Below you can find how TwoModalBERT is constructed and what are the class parameters.

![Alt text](https://github.com/zuzadeu/twomodalbert/blob/develop/images/2022-11-01-17-55-38-image.png)

First of all, on top of the last BERT layer, a linear layer is added. To be precise, it is added on top of the CLS token. As the CLS token aggregates the entire sequence representation, it is often used in a classification task.

The linear layer transforms input features with hidden size relevant to the BERT model, which is usually 768 for the models available in the *transformers* package, into features with hidden size equal to predefined `context_size` and `text_size`.

In the next step, the dropout layers with probabilities `context_p` and `text_p` are added on the top. Why? Because it makes the neural network less sensitive to the specific weights of neurons and not prone to overfitting.

Finally, both branches created similarly are combined and followed by another dropout layer of `output_p` and an activation function (Sigmoid if `binary`, else Softmax). 

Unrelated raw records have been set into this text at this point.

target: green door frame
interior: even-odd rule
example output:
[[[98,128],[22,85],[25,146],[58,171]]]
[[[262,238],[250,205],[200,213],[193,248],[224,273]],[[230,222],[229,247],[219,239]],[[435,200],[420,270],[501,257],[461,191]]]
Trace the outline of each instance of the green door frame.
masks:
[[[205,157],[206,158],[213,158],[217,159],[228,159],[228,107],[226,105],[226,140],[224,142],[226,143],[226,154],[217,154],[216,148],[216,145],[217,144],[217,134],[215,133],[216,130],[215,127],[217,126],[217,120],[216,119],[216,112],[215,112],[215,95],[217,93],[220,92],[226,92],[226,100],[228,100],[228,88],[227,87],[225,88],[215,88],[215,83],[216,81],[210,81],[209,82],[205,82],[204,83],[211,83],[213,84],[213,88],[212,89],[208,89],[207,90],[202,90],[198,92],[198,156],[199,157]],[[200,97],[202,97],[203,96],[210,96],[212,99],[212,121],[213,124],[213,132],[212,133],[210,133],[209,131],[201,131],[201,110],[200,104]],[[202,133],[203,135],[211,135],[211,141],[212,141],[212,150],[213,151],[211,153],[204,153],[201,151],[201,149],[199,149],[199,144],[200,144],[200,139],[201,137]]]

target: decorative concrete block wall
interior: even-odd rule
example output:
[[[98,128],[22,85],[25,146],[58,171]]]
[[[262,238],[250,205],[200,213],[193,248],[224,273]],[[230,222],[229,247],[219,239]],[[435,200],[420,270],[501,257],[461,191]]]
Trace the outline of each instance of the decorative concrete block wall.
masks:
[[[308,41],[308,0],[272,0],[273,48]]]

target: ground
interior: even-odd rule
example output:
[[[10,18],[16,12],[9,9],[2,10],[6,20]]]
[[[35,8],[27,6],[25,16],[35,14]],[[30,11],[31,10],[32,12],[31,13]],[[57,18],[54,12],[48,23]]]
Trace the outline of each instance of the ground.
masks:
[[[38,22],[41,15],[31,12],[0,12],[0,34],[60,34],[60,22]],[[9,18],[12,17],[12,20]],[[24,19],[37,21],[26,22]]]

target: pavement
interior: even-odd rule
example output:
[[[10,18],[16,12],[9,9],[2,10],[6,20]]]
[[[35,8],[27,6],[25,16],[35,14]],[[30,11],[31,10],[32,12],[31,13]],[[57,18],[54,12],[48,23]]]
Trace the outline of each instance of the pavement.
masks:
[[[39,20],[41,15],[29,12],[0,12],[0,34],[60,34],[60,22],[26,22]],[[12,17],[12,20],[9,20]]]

# Parameters in `config.ini`

Settings to be defined in the  `config.ini` file:

| Variable                      | Description                                                                                        | Default Value     |
| ----------------------------- | -------------------------------------------------------------------------------------------------- | ----------------- |
| EPOCHS                        | the number of complete passes through the training dataset                                         | 3                 |
| RANDOM_SEED                   | a number used to initialize a pseudorandom number generator                                        | 42                |
| BARCH_SIZE                    | the number of training samples to work through before the model’s internal parameters are updated  | 16                |
| MAX_SEQ_LEN                   | the maximum length in number of tokens for the inputs to the transformer model                     | 100               |
| NUM_WORKERS                   | the number of processes that generate batches in parallel                                          | 2                 |
| PRETRAINED_MODEL_NAME_OR_PATH | of a pre-trained model configuration to load from cache or download (equivalent to `transformers`) | bert-base-uncased |
| MODEL_SAVE_PATH               | the model save path                                                                                | best_model.bin    |

# Requirenments

- `configparser-5.3.0`

- `scikit-learn-1.0.2`

- `torch-1.12.1+cu113`

- `transformers-4.24.0`